In this COP26 year, we are beginning to see and hear more and more about hydrogen as it becomes viable as a real fuel alternative for the UK.
Plans are being developed for new fuel stations, leaders are ramping up the push for hydrogen’s rollout.
The application of new technology has always inspired debate and discussion, even going back to the advent of the steam engine. But the challenge of climate change is immense. This means we must develop a range of options – including hydrogen – and do so quickly.
But it is also important to understand that hydrogen is just one of an array of climate-tackling technologies that need to be up and running and commercially viable so we can deliver on the UK’s climate goals as a priority.
The recently agreed North Sea Transition Deal, a key catalyst for a homegrown energy transition, will deliver on commitments from the Prime Minister’s 10 Point Plan and the Energy White Paper in publishing the UK’s first ever Hydrogen Strategy.
The strategy will detail the key steps needed in the 2020s to deliver our 5GW ambition and set the context for the further scale up to 2050. By 2030 we want to have around 10% of UK requirements for gaseous fuels delivered through hydrogen. To realise these goals, government has committed to create a Net Zero Hydrogen Fund to support production and industry is working to unlock billions of additional investment through new regulatory models.

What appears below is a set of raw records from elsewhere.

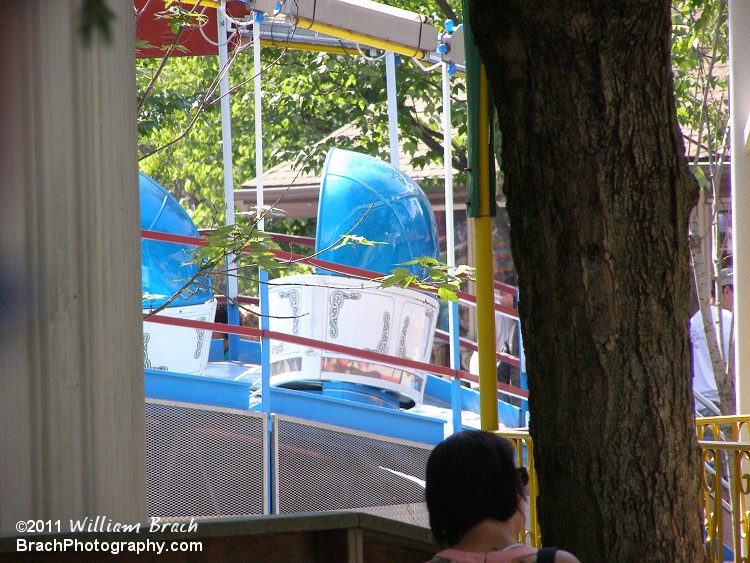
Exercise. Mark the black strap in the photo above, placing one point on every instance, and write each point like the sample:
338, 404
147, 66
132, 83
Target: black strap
546, 555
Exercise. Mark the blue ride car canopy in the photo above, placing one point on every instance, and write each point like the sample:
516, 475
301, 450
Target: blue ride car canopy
164, 265
365, 196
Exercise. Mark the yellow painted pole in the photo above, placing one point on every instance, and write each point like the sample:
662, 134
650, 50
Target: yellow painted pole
484, 263
363, 39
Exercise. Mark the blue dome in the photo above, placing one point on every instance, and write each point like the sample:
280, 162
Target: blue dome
163, 265
365, 196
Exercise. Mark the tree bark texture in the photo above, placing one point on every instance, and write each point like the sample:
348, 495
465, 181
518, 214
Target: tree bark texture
599, 195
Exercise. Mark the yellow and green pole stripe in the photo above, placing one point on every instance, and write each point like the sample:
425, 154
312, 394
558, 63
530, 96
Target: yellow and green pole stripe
481, 207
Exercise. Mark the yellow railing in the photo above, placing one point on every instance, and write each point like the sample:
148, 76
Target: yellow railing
725, 451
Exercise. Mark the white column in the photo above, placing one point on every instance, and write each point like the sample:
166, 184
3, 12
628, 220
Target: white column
71, 347
739, 83
390, 77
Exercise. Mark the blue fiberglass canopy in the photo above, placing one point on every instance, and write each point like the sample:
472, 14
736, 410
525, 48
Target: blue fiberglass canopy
365, 196
163, 265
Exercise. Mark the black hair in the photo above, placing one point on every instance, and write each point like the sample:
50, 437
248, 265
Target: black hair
471, 476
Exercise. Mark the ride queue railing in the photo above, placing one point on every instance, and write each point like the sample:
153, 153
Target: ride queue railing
725, 484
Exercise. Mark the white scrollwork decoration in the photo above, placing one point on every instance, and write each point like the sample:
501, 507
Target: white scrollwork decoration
337, 302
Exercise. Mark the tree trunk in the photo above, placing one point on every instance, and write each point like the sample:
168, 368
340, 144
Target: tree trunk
599, 194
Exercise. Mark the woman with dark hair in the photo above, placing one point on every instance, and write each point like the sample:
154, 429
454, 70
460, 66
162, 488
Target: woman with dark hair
476, 498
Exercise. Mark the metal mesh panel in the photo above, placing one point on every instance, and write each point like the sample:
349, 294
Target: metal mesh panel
320, 467
203, 461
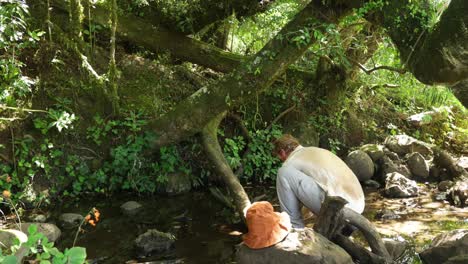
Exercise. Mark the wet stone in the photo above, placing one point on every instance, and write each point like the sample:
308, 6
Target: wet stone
131, 208
386, 214
398, 186
418, 165
445, 185
372, 184
361, 164
442, 196
396, 247
153, 242
446, 246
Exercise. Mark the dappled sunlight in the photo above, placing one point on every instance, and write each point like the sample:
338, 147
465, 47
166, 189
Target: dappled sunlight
418, 218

The plans will also detail government commitments for building the supply chain and jobs for a world-leading, UK hydrogen economy, and highlight how the government will work with industry to achieve this.

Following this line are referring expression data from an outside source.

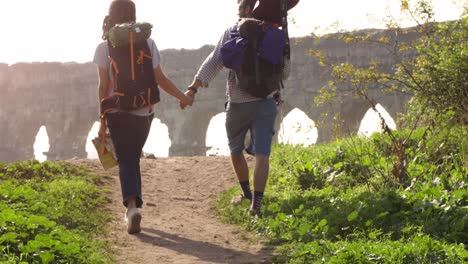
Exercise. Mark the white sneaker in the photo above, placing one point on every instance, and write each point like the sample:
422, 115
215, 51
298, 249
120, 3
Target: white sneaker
133, 221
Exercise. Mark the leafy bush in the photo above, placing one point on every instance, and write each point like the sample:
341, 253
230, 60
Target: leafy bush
336, 203
48, 214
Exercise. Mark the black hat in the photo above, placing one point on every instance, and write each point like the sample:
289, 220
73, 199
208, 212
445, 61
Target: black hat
270, 10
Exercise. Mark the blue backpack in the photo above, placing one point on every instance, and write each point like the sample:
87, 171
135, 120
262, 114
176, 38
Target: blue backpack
255, 52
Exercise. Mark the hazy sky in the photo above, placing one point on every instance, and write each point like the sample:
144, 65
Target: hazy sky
69, 30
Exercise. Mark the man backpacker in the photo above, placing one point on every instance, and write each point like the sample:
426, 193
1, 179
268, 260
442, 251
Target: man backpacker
259, 50
133, 85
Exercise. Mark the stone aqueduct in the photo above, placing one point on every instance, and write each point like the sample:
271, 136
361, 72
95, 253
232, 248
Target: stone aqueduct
62, 97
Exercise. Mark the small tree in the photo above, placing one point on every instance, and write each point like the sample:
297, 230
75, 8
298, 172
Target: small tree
430, 63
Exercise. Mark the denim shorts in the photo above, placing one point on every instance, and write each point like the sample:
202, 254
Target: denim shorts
258, 117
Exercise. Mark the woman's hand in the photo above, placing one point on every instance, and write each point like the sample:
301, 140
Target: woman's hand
186, 100
102, 129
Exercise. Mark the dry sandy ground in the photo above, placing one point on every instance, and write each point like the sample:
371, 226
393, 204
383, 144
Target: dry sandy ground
178, 223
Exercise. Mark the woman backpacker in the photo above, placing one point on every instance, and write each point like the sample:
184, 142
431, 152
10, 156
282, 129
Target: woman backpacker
129, 74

We need to capture this opportunity now and not let it pass us by. We therefore need to ramp up all forms of production be it green (from electricity) or blue (by reforming methane and applying CCS).
The widespread development of this solution, as well as other low-carbon technologies like carbon capture and electrification, can really benefit energy communities in industrial heartlands from Teesside to Shetland, allowing UK businesses to capitalise on the growing international demand.
Ideally, we want these technologies to become the bread-and-butter of a diverse UK decarbonised energy supply that is versatile and resilient.
Initially, we expect to deliver a major boost to production capacity, ensuring that clean hydrogen can be utilised for decarbonising industrial clusters, kick starting an expanded UK hydrogen economy that can play its role in delivering net zero.
Industry continues to work with leaders to put in place the right building blocks so that hydrogen can be produced reliably and cost-effectively, but we need to accelerate this drive to remain ahead of the curve and learning from the inevitable challenges as they arise.